Once again, a news story fails to answer what I consider to be a basic question. What if you refuse? It’s all well and good to say a company has a ‘right’ to ‘demand’ your password, but if you refuse to give it, what can they do? Fire you? Well, that’s likely to happen anyway. Let’s face it, if you’ve reached the point where your employer is investigating you for corporate espionage and demanding your social media passwords, your future with that company ain’t all that bright in the first place. So just tell them to shove it and walk out the door.
the CFAA, which potentially makes logging into other people’s social media accounts, or giving out your password to anyone, a crime
How many more articles are going to continue to spread this rumor?
Judge Wu decided that using 18 U.S.C. ? 1030(a)(2)(C) against someone violating a ‘terms of service’ agreement would make the law overly broad. 259 F.R.D. 449
Re: Re:
How many more articles are going to continue to spread this rumor?
Judge Wu decided
Unless Judge Wu is a Supreme Court justice I haven’t heard of, it sounds like it could still be an issue.
Re: Re:
How many more articles are going to continue to spread this rumor?
Judge Wu decided that using 18 U.S.C. ? 1030(a)(2)(C) against someone violating a ‘terms of service’ agreement would make the law overly broad. 259 F.R.D. 449
Um. Judge Wu is a district court judge. He’s not even an appellate judge which would set precedent for that circuit. That ruling has no real precedence. Other courts have ruled otherwise, and the DOJ continues to present this theory of the CFAA.
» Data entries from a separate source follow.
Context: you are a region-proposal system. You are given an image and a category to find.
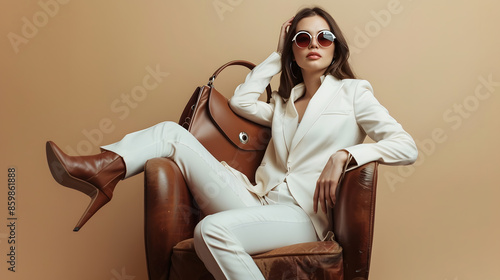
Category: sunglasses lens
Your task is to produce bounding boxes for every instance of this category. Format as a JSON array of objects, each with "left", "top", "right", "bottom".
[
  {"left": 295, "top": 33, "right": 311, "bottom": 48},
  {"left": 318, "top": 32, "right": 335, "bottom": 47}
]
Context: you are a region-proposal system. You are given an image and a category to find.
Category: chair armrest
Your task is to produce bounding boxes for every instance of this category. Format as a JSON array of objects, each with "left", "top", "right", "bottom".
[
  {"left": 333, "top": 162, "right": 378, "bottom": 280},
  {"left": 144, "top": 158, "right": 199, "bottom": 280}
]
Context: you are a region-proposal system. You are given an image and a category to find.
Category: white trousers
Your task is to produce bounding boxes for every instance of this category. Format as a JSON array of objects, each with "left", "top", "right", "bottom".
[{"left": 102, "top": 122, "right": 317, "bottom": 279}]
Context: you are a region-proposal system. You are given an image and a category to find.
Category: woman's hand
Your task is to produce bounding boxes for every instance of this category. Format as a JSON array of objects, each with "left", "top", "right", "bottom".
[
  {"left": 313, "top": 150, "right": 349, "bottom": 213},
  {"left": 277, "top": 17, "right": 293, "bottom": 53}
]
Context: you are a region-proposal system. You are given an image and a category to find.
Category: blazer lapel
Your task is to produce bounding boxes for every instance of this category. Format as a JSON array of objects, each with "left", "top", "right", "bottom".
[
  {"left": 282, "top": 84, "right": 304, "bottom": 152},
  {"left": 289, "top": 75, "right": 344, "bottom": 151}
]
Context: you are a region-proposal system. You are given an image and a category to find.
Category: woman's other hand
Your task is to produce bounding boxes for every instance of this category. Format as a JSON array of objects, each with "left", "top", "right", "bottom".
[
  {"left": 277, "top": 17, "right": 293, "bottom": 53},
  {"left": 313, "top": 150, "right": 349, "bottom": 213}
]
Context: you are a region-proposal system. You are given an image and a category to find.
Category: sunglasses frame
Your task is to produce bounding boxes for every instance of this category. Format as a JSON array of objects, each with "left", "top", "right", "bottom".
[{"left": 292, "top": 30, "right": 337, "bottom": 49}]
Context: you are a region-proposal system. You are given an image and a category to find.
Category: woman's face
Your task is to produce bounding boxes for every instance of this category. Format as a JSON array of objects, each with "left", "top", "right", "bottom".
[{"left": 292, "top": 15, "right": 335, "bottom": 75}]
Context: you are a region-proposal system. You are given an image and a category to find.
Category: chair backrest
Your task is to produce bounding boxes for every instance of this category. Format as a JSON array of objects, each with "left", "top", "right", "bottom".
[{"left": 333, "top": 162, "right": 378, "bottom": 280}]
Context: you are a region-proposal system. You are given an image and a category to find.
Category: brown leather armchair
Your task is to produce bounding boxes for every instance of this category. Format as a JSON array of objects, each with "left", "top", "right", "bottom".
[{"left": 145, "top": 155, "right": 378, "bottom": 280}]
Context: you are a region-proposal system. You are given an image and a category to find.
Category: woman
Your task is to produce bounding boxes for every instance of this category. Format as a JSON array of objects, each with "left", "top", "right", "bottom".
[{"left": 47, "top": 8, "right": 417, "bottom": 279}]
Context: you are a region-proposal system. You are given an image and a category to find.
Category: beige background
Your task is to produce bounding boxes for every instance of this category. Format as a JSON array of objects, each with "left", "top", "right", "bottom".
[{"left": 0, "top": 0, "right": 500, "bottom": 280}]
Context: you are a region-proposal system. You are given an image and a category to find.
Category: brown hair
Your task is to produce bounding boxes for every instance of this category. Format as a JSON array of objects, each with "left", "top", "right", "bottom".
[{"left": 278, "top": 7, "right": 356, "bottom": 99}]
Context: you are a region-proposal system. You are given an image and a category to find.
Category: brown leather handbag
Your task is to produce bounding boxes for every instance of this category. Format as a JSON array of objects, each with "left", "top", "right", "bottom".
[{"left": 179, "top": 60, "right": 271, "bottom": 182}]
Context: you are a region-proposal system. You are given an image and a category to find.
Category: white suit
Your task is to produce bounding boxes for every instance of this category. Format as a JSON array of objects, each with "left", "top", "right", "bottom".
[
  {"left": 102, "top": 53, "right": 417, "bottom": 279},
  {"left": 230, "top": 53, "right": 418, "bottom": 238}
]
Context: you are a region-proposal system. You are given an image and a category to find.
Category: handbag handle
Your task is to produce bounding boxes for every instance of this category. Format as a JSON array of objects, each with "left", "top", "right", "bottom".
[{"left": 208, "top": 60, "right": 272, "bottom": 103}]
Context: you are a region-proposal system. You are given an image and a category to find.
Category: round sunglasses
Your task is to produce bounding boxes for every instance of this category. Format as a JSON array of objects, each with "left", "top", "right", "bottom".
[{"left": 292, "top": 30, "right": 336, "bottom": 48}]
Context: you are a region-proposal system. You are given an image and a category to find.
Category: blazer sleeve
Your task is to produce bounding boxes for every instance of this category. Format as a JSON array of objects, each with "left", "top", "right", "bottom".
[
  {"left": 229, "top": 52, "right": 281, "bottom": 127},
  {"left": 345, "top": 80, "right": 418, "bottom": 167}
]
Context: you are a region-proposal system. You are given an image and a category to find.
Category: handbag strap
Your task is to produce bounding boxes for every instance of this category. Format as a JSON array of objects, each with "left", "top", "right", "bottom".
[{"left": 208, "top": 60, "right": 272, "bottom": 103}]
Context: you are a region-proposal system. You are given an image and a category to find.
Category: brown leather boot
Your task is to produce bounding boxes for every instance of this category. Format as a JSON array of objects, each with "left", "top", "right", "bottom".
[{"left": 46, "top": 141, "right": 126, "bottom": 231}]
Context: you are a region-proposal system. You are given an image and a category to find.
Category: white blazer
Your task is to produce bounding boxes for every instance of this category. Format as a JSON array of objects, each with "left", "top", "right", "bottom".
[{"left": 228, "top": 52, "right": 418, "bottom": 239}]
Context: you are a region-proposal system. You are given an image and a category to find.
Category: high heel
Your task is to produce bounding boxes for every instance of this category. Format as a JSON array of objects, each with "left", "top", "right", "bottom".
[{"left": 46, "top": 141, "right": 126, "bottom": 231}]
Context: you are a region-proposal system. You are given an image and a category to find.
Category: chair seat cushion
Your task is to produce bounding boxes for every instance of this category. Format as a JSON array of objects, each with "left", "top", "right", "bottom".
[{"left": 170, "top": 238, "right": 343, "bottom": 280}]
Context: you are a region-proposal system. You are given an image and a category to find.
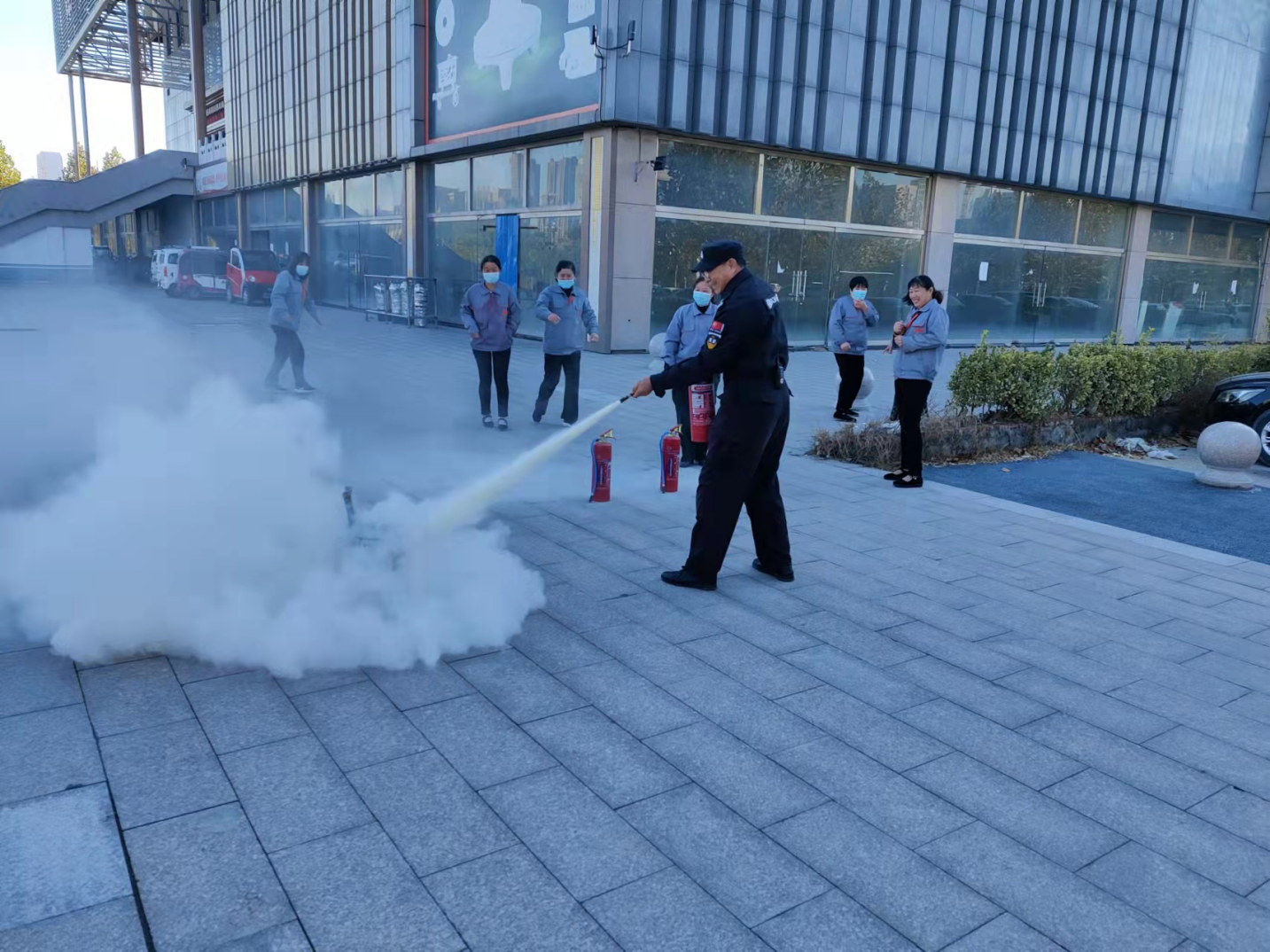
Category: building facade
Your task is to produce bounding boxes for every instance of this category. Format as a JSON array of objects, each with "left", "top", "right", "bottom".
[{"left": 173, "top": 0, "right": 1270, "bottom": 349}]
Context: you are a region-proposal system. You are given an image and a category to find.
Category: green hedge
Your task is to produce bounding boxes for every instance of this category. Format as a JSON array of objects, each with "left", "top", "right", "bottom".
[{"left": 948, "top": 336, "right": 1270, "bottom": 423}]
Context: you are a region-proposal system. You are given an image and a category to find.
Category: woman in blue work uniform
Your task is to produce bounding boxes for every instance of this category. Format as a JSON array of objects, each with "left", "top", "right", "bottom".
[
  {"left": 885, "top": 275, "right": 948, "bottom": 489},
  {"left": 662, "top": 277, "right": 719, "bottom": 466}
]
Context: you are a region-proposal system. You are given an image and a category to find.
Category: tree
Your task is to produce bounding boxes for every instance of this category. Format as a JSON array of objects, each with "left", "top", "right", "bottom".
[
  {"left": 62, "top": 146, "right": 97, "bottom": 182},
  {"left": 0, "top": 143, "right": 21, "bottom": 188}
]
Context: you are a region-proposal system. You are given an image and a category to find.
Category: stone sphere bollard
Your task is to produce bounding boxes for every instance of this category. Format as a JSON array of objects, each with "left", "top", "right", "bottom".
[{"left": 1195, "top": 421, "right": 1261, "bottom": 489}]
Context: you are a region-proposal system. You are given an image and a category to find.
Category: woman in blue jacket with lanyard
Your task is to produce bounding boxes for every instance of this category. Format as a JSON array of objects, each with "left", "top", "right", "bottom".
[
  {"left": 885, "top": 275, "right": 948, "bottom": 489},
  {"left": 662, "top": 277, "right": 719, "bottom": 466},
  {"left": 534, "top": 261, "right": 599, "bottom": 425}
]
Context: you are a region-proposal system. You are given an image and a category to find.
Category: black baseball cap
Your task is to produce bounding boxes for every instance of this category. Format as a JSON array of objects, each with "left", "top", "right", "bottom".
[{"left": 692, "top": 241, "right": 745, "bottom": 273}]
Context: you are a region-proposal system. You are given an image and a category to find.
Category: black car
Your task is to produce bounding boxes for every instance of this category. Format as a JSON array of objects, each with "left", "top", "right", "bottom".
[{"left": 1208, "top": 371, "right": 1270, "bottom": 466}]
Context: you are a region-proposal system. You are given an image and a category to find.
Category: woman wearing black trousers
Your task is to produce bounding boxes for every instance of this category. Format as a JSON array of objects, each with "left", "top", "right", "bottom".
[{"left": 885, "top": 275, "right": 948, "bottom": 489}]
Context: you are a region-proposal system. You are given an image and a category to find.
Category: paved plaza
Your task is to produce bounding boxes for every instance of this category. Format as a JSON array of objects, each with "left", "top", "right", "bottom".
[{"left": 0, "top": 289, "right": 1270, "bottom": 952}]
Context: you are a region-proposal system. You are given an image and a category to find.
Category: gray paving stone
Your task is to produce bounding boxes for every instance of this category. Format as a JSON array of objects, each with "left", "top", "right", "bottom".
[
  {"left": 587, "top": 867, "right": 767, "bottom": 952},
  {"left": 0, "top": 894, "right": 146, "bottom": 952},
  {"left": 294, "top": 682, "right": 432, "bottom": 770},
  {"left": 646, "top": 721, "right": 824, "bottom": 827},
  {"left": 366, "top": 661, "right": 475, "bottom": 711},
  {"left": 277, "top": 668, "right": 366, "bottom": 698},
  {"left": 481, "top": 768, "right": 671, "bottom": 902},
  {"left": 221, "top": 737, "right": 370, "bottom": 853},
  {"left": 947, "top": 913, "right": 1063, "bottom": 952},
  {"left": 100, "top": 720, "right": 237, "bottom": 829},
  {"left": 785, "top": 644, "right": 933, "bottom": 713},
  {"left": 0, "top": 704, "right": 105, "bottom": 803},
  {"left": 168, "top": 656, "right": 252, "bottom": 683},
  {"left": 776, "top": 737, "right": 970, "bottom": 847},
  {"left": 1147, "top": 727, "right": 1270, "bottom": 800},
  {"left": 425, "top": 847, "right": 619, "bottom": 952},
  {"left": 185, "top": 671, "right": 308, "bottom": 753},
  {"left": 0, "top": 783, "right": 132, "bottom": 931},
  {"left": 511, "top": 612, "right": 608, "bottom": 674},
  {"left": 452, "top": 645, "right": 587, "bottom": 723},
  {"left": 587, "top": 625, "right": 710, "bottom": 688},
  {"left": 1018, "top": 714, "right": 1222, "bottom": 809},
  {"left": 0, "top": 648, "right": 84, "bottom": 717},
  {"left": 1111, "top": 682, "right": 1270, "bottom": 758},
  {"left": 780, "top": 686, "right": 948, "bottom": 770},
  {"left": 348, "top": 751, "right": 517, "bottom": 876},
  {"left": 621, "top": 785, "right": 828, "bottom": 925},
  {"left": 602, "top": 592, "right": 722, "bottom": 644},
  {"left": 995, "top": 668, "right": 1173, "bottom": 742},
  {"left": 272, "top": 823, "right": 464, "bottom": 952},
  {"left": 669, "top": 671, "right": 822, "bottom": 755},
  {"left": 1190, "top": 787, "right": 1270, "bottom": 849},
  {"left": 1047, "top": 770, "right": 1270, "bottom": 896},
  {"left": 1080, "top": 843, "right": 1270, "bottom": 952},
  {"left": 754, "top": 890, "right": 917, "bottom": 952},
  {"left": 407, "top": 695, "right": 555, "bottom": 789},
  {"left": 892, "top": 657, "right": 1053, "bottom": 727},
  {"left": 80, "top": 657, "right": 194, "bottom": 737},
  {"left": 1081, "top": 642, "right": 1250, "bottom": 704},
  {"left": 525, "top": 708, "right": 689, "bottom": 808},
  {"left": 768, "top": 803, "right": 1000, "bottom": 952},
  {"left": 918, "top": 823, "right": 1182, "bottom": 952},
  {"left": 906, "top": 753, "right": 1124, "bottom": 870},
  {"left": 897, "top": 698, "right": 1085, "bottom": 791},
  {"left": 560, "top": 661, "right": 701, "bottom": 738},
  {"left": 683, "top": 635, "right": 821, "bottom": 699},
  {"left": 123, "top": 803, "right": 294, "bottom": 952},
  {"left": 214, "top": 922, "right": 313, "bottom": 952}
]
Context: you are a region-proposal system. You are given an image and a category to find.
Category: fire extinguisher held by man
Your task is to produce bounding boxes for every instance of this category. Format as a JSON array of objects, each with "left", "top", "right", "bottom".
[
  {"left": 662, "top": 277, "right": 719, "bottom": 466},
  {"left": 631, "top": 241, "right": 794, "bottom": 591}
]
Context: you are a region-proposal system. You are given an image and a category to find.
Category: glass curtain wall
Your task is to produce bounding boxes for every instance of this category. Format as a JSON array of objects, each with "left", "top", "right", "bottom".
[
  {"left": 651, "top": 140, "right": 929, "bottom": 346},
  {"left": 314, "top": 169, "right": 405, "bottom": 308},
  {"left": 428, "top": 140, "right": 590, "bottom": 327},
  {"left": 1138, "top": 211, "right": 1266, "bottom": 340},
  {"left": 945, "top": 182, "right": 1129, "bottom": 345}
]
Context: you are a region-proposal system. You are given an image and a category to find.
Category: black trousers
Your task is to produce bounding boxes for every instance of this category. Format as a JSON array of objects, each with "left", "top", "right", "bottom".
[
  {"left": 895, "top": 380, "right": 931, "bottom": 477},
  {"left": 472, "top": 347, "right": 511, "bottom": 417},
  {"left": 264, "top": 327, "right": 308, "bottom": 386},
  {"left": 671, "top": 386, "right": 706, "bottom": 463},
  {"left": 833, "top": 351, "right": 865, "bottom": 413},
  {"left": 534, "top": 351, "right": 581, "bottom": 423},
  {"left": 683, "top": 392, "right": 790, "bottom": 581}
]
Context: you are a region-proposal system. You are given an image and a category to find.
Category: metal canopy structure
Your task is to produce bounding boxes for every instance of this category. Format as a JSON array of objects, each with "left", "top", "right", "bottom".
[{"left": 52, "top": 0, "right": 191, "bottom": 89}]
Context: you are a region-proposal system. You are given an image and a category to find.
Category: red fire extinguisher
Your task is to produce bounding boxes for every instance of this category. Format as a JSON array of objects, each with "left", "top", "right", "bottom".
[
  {"left": 662, "top": 425, "right": 683, "bottom": 492},
  {"left": 590, "top": 430, "right": 613, "bottom": 502},
  {"left": 689, "top": 384, "right": 713, "bottom": 442}
]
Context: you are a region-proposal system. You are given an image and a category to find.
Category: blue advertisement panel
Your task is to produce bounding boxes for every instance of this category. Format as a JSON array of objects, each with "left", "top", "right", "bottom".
[{"left": 426, "top": 0, "right": 599, "bottom": 143}]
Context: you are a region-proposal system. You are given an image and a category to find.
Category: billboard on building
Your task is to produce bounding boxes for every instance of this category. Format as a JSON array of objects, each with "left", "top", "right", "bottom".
[{"left": 426, "top": 0, "right": 599, "bottom": 143}]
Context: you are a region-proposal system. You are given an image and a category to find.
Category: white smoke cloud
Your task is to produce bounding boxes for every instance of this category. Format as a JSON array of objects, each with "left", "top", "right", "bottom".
[{"left": 0, "top": 380, "right": 545, "bottom": 676}]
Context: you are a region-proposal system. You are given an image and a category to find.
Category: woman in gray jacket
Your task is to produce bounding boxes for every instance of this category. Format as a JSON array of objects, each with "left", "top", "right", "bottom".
[
  {"left": 264, "top": 252, "right": 322, "bottom": 393},
  {"left": 534, "top": 261, "right": 599, "bottom": 425},
  {"left": 830, "top": 275, "right": 877, "bottom": 423},
  {"left": 885, "top": 275, "right": 948, "bottom": 489}
]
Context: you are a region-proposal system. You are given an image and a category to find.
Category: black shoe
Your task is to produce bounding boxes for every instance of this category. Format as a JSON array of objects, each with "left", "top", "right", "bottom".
[
  {"left": 754, "top": 559, "right": 794, "bottom": 582},
  {"left": 662, "top": 568, "right": 719, "bottom": 592}
]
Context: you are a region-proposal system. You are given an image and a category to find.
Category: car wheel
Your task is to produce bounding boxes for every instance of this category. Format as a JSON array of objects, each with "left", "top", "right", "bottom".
[{"left": 1252, "top": 410, "right": 1270, "bottom": 466}]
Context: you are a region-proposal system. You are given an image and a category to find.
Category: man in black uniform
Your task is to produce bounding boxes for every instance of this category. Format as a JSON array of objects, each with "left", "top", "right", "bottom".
[{"left": 631, "top": 241, "right": 794, "bottom": 591}]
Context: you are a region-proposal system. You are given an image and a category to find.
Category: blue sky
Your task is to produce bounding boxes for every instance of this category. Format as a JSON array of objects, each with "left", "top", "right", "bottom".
[{"left": 0, "top": 0, "right": 164, "bottom": 178}]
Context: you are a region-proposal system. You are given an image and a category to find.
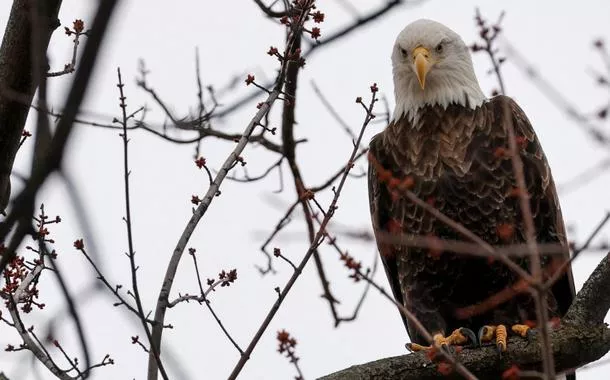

So, the original statement is accurate.
Not on
I have to say that the idea of so-called social networking leaves me totally stone cold and I would never indulge. However, the thought of employers being able to legally access accounts sounds abhorrent and should be stamped on heavily. Just what has happened to privacy these days?
Bad reporting, TechDirt
It’s 2013, why doesn’t this “news” article contain a link to the bill (or at least its number)? TechDirt, why not actually do some real reporting, be specific, and empower your readers?
By the way, it’s SB-5211. And if you live in Washington State you should contact your representative and tell them how you feel about it.